Re: updatedb is talking long long time

2009-11-01 Thread Kalaimathan Mahenthiran
I forgot to add the detail...

The segment i'm trying to do updatedb on has 1.3 millions urls fetched
and 1.08 million urls parsed..

Any help related to this would be appreciated...

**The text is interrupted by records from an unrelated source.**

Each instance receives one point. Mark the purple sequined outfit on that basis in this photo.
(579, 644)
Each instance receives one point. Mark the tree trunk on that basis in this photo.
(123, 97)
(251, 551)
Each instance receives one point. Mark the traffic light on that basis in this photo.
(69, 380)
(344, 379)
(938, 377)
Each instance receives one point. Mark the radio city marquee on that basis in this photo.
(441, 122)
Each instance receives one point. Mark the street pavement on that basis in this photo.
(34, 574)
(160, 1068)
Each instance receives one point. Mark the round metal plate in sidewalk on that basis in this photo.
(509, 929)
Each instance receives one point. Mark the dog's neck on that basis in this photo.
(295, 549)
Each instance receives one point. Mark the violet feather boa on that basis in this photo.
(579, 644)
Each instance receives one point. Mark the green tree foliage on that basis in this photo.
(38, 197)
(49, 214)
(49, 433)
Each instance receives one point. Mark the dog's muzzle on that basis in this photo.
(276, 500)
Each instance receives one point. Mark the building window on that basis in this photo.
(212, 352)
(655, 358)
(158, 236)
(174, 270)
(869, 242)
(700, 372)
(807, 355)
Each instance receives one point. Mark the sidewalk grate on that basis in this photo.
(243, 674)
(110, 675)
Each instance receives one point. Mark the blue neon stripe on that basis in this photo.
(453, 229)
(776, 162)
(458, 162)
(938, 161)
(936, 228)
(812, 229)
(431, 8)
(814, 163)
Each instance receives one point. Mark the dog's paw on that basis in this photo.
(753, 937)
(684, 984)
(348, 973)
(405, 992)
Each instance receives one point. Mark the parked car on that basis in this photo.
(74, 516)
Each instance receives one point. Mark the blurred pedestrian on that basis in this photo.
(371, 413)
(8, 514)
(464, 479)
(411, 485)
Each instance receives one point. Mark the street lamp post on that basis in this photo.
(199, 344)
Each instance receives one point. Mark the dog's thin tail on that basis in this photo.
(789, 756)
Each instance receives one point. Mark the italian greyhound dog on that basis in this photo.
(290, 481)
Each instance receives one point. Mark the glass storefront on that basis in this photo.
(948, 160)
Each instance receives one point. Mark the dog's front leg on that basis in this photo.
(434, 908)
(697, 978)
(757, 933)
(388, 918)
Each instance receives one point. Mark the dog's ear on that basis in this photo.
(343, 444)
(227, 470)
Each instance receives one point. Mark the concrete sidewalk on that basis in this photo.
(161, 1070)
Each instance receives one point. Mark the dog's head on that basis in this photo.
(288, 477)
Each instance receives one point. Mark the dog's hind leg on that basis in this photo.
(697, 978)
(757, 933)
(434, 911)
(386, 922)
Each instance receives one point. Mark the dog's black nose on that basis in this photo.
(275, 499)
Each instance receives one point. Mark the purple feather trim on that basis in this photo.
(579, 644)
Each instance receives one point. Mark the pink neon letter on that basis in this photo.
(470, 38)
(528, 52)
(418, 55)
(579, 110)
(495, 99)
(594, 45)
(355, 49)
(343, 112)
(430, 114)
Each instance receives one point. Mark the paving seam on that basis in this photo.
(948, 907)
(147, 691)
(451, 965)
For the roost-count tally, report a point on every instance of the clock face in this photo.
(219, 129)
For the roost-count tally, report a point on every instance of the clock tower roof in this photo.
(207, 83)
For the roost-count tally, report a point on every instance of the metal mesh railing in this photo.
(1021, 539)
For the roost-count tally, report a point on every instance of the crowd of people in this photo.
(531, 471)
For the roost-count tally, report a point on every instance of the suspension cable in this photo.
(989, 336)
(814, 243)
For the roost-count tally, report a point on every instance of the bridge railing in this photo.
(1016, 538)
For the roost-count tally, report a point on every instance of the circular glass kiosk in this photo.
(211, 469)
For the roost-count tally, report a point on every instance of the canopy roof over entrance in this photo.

On Sun, Nov 1, 2009 at 11:53 PM, Kalaimathan Mahenthiran
 wrote:
> hi everyone
>
> I'm using nutch 1.0. I have fetched successfully and currently on the
> updatedb process. I'm doing updatedb and its taking so long. I don't
> know why its taking this long. I have a new machine with quad core
> processor and 8 gb of ram.
>
> I believe this system is really good in terms of processing power. I
> don't think processing power is the problem here. I noticed that all
> the ram is getting using up. close to 7.7gb by the updatedb process.
> The computer is becoming is really slow.
>
> The updatedb process has been running for the last 19 days continually
> with the message merging segment data into db.. Does anyone know why
> its taking so long... Is there any configuration setting i can do to
> increase the speed of the updatedb process...
>
> Thanks in advance for any help...
> Mathan
>
> r...@trweb10:/opt/nutch-1.0# bin/nutch updatedb
> Using configuration below
> /opt//jdk1.6.0_16
> Usage: CrawlDb  (-dir  |   ...)
> [-force] [-normalize] [-filter] [-noAdditions]
>        crawldb CrawlDb to update
>        -dir segments   parent directory containing all segments to update from
>        seg1 seg2 ...   list of segment names to update from
>        -force  force update even if CrawlDb appears to be locked
> (CAUTION advised)
>        -normalize      use URLNormalizer on urls in CrawlDb and
> segment (usually not needed)
>        -filter use URLFilters on urls in CrawlDb and segment
>        -noAdditions    only update already existing URLs, don't add
> any newly discovered URLs
> r...@trweb10:/opt/nutch-1.0# bin/nutch updatedb Crawl/db/ 
> Crawl/segments/200909
> 20090906232208/ 20090909074026/ 20090909101115/ 20090909124554/
> 20090914115913/ 20090915141615/
> r...@trweb10:/opt/tsweb/nutch-1.0# bin/nutch updatedb Crawl/db/
> Crawl/segments/20090915141615/ -force
> Using configuration below
> conf_tamilsweb
> /opt/tsweb/jdk1.6.0_16
> CrawlDb update: starting
> CrawlDb update: db: Crawl/db
> CrawlDb update: segments: [Crawl/segments/20090915141615]
> CrawlDb update: additions allowed: true
> CrawlDb update: URL normalizing: false
> CrawlDb update: URL filtering: false
> CrawlDb update: Merging segment data into db.
>


updatedb is talking long long time

2009-11-01 Thread Kalaimathan Mahenthiran
hi everyone

I'm using nutch 1.0. I have fetched successfully and currently on the
updatedb process. I'm doing updatedb and its taking so long. I don't
know why its taking this long. I have a new machine with quad core
processor and 8 gb of ram.

I believe this system is really good in terms of processing power. I
don't think processing power is the problem here. I noticed that all
the ram is getting using up. close to 7.7gb by the updatedb process.
The computer is becoming is really slow.

The updatedb process has been running for the last 19 days continually
with the message merging segment data into db.. Does anyone know why
its taking so long... Is there any configuration setting i can do to
increase the speed of the updatedb process...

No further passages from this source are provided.